But the breakthrough finally came last summer, sources say, when the NSC began reworking the White House's National Strategy for Combating Terrorism....Aimed at strengthening the hand of moderates, the plan acknowledges that America has done poorly in reaching out to them. But it goes one big step further, stating that the United States and its allies have a national security interest not only in what happens in the Islamic world but within Islam itself, according to three sources who have seen the document. It further states that because America is limited to what it can do in a religious struggle, the nation must rely on partners who share values like democracy, women's rights, and tolerance. Among those partners: allied Muslim states, private foundations, and nonprofit groups.

Another strategy being pursued is to make peace with radical Muslim figures who eschew violence. At the top of the list: the Muslim Brotherhood, the pre-eminent Islamist society, founded in 1928 and now with tens of thousands of followers worldwide. Many brotherhood members, particularly in Egypt and Jordan, are at serious odds with al Qaeda. "I can guarantee that if you go to some of the unlikely points of contact in the Islamic world, you will find greater reception than you thought," says Milt Bearden, whose 30-year CIA career included long service in Muslim societies. "The Muslim Brotherhood is probably more a part of the solution than it is a part of the problem." Indeed, sources say U.S. intelligence officers have been meeting not only with the Muslim Brotherhood but also with members of the Deobandi sect in Pakistan, whose fundamentalism schooled the Taliban and inspired an army of al Qaeda followers. Cooperative clerics have helped tamp down fatwas calling for anti-American jihad and persuaded jailed militants to renounce violence. These sensitive ties have led to at least one breakthrough--the July arrest in Pakistan of al Qaeda's Muhammad Naeem Noor Khan, whose computer held surveillance files of the New York Stock Exchange, the World Bank, and other financial targets. Khan's capture led to a dozen arrests in London. "Engagement," says one official, "is absolutely key."
The article also recounts two of the main reasons that I opposed the Iraq invasion, and why I believe it was a setback in the diplomatic effort to win Muslim hearts and minds. On the one hand, it leant credence to the radical propaganda that the US is an imperial force in the Middle East and in the Muslim world in general, while at the same time, it drained the resources, brainpower, and assets needed to combat these virulent misconceptions, most of which predated the Iraq invasion itself.

First, a recounting of how much harder the invasion of Iraq has made our already daunting task of rehabilitating our image in the Muslim world:

To millions of Muslims, Washington's toppling of Saddam seemed to confirm the imperialist caricature painted by its worst enemies: an America that invades and occupies an oil-rich Arab nation, thumbs its nose at the world, supports Israel at the expense of the Palestinians, calls for democracy but relies on strongmen from Egypt to Pakistan. "The U.S. could have the prophet Muhammad doing public relations, and it wouldn't help," argued Osama Siblani, publisher of the weekly Arab American News in Dearborn, Mich. "I don't believe that people hate movie stars and Burger King.
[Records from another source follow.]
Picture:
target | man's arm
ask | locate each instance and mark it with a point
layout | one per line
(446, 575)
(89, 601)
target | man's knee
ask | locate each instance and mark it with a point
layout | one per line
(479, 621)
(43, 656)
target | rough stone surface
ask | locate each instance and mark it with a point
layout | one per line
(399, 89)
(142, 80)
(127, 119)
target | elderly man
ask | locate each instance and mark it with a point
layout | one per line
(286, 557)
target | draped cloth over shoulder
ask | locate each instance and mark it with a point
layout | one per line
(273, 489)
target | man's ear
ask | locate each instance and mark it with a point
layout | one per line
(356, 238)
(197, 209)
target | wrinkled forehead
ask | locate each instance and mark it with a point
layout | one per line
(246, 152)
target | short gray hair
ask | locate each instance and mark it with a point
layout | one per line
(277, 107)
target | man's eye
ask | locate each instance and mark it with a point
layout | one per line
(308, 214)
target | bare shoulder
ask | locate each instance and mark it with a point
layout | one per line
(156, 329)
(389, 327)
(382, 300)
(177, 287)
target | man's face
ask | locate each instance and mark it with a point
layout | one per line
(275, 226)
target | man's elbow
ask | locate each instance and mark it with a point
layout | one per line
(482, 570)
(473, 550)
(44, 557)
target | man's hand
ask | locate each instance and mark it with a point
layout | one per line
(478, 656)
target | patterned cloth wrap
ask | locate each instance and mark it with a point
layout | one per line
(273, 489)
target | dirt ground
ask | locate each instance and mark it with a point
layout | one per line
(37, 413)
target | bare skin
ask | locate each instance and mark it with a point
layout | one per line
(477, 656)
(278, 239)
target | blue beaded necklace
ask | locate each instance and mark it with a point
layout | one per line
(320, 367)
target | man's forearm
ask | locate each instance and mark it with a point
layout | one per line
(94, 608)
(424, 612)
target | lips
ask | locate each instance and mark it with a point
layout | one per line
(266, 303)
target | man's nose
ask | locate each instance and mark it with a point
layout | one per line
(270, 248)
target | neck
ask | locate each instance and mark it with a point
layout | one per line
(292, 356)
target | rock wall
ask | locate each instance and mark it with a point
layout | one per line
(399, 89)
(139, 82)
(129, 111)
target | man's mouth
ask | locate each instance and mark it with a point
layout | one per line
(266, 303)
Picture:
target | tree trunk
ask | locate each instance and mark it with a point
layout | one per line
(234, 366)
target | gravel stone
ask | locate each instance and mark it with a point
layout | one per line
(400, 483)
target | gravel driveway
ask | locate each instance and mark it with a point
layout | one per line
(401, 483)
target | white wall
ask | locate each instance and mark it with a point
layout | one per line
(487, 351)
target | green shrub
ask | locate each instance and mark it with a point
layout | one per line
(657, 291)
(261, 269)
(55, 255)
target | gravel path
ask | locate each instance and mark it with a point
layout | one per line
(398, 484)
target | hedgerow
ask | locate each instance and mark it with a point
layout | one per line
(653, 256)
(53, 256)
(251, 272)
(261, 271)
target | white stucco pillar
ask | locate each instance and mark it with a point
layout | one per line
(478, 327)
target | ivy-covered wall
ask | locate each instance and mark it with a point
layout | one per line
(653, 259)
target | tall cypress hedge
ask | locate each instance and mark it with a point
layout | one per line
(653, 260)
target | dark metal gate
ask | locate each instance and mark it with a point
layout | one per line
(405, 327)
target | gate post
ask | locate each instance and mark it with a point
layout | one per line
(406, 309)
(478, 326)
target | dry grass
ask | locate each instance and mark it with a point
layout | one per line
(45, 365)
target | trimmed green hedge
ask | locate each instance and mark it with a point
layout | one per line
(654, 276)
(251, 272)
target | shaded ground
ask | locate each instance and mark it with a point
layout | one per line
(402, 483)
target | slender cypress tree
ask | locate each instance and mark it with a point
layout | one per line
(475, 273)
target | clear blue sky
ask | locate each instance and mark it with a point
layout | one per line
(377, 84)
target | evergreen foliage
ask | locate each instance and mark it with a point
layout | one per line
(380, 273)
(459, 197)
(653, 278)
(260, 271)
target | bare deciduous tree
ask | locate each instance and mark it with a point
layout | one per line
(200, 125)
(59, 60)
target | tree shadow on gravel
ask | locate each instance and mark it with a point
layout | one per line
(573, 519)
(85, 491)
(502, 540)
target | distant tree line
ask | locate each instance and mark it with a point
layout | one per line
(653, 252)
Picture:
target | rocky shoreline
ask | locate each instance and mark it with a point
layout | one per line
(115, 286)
They hate what the U.S. is doing to their lives"....

Even as the insurgency in Iraq shows signs of losing steam, anti-Americanism now reaches across every strata of the Muslim world. Rumors that U.S. soldiers harvest organs from dying Iraqis or that Washington caused the tsunami to kill Muslims appear in major Arab media. Slick jihadist music videos and recruiting CD s sell briskly on the streets of Arab capitals. Many of the region's leaders believe America is at war with the Arab world, or with Islam itself, according to a March report by the Center for Strategic and International Studies. "U.S.-Arab relations," the report concludes, "are at their lowest point in generations"....

A December report by the CIA-based National Intelligence Council predicts that masses of unemployed, alienated youth in the Arab world "will swell the ranks of those vulnerable to terrorist recruitment."
Then, with these problems at the level of a crisis, the drain of money, resources, and attention to address them:

Despite the surge of activity, Washington's efforts to win hearts and minds remain chaotic. Staffers on the White House National Security Council have drafted over a hundred papers proposing action against Islamist propaganda and political activity, sources say, yet almost none have been acted upon. To help remedy the situation, the White House is creating a new position, a deputy national security adviser for strategic communication and global outreach....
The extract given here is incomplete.